A default Namespace object named "Global" will be created for you. All objects that did not have duplicates found will be found in this Namespace. All new objects will default to this Namespace unless otherwise specified.

Role model is now Generic across Nautobot

The DeviceRole, RackRole, ipam.Role, and IPAddressRoleChoices have all been removed and replaced with an extras.Role model. This means that all references to any of the replaced models and choices now points to this generic Role model.

In addition, the role field of the IPAddress model will be changed from a choice field to a foreign key field related to the extras.Role model.

For more details please refer to the documention on Roles.

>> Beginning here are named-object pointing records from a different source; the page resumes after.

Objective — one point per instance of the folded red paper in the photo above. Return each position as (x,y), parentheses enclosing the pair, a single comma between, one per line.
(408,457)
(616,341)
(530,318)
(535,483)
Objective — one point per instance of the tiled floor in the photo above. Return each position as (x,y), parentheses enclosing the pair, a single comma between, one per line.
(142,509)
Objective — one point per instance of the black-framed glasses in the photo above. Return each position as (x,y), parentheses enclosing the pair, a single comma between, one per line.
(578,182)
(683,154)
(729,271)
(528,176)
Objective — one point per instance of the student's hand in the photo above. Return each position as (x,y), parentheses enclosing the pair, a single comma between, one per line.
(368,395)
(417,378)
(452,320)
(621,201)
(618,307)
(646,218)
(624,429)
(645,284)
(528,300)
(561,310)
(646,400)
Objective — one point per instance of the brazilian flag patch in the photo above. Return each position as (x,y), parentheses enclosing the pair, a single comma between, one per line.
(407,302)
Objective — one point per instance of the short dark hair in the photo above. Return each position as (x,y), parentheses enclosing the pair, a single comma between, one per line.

Prefix Parenting Concrete Relationship was added

The Prefix model was modified to have a self-referencing foreign key as the parent field. Parenting of prefixes is now automatically managed at the database level to greatly improve performance especially when calculating tree hierarchy and utilization.

As a result of this change, it is no longer necessary nor possible to disable tree hierarchy using settings.DISABLE_PREFIX_LIST_HIERARCHY as this setting has been removed. Additionally it is no longer possible to disable global uniqueness using settings.ENFORCE_GLOBAL_UNIQUE as this setting has been removed.

Prefix Parenting Guidance

The following guidance has been added for the Prefix model in order to ensure more accurate network modeling:

  • A Prefix of type Container should only have a parent (if any) of type Container
  • A Prefix of type Network should only have a parent (if any) of type Container
  • A Prefix of type Pool should only have a parent (if any) of type Network
  • Any Prefix can be a root prefix (i.e. have no parent)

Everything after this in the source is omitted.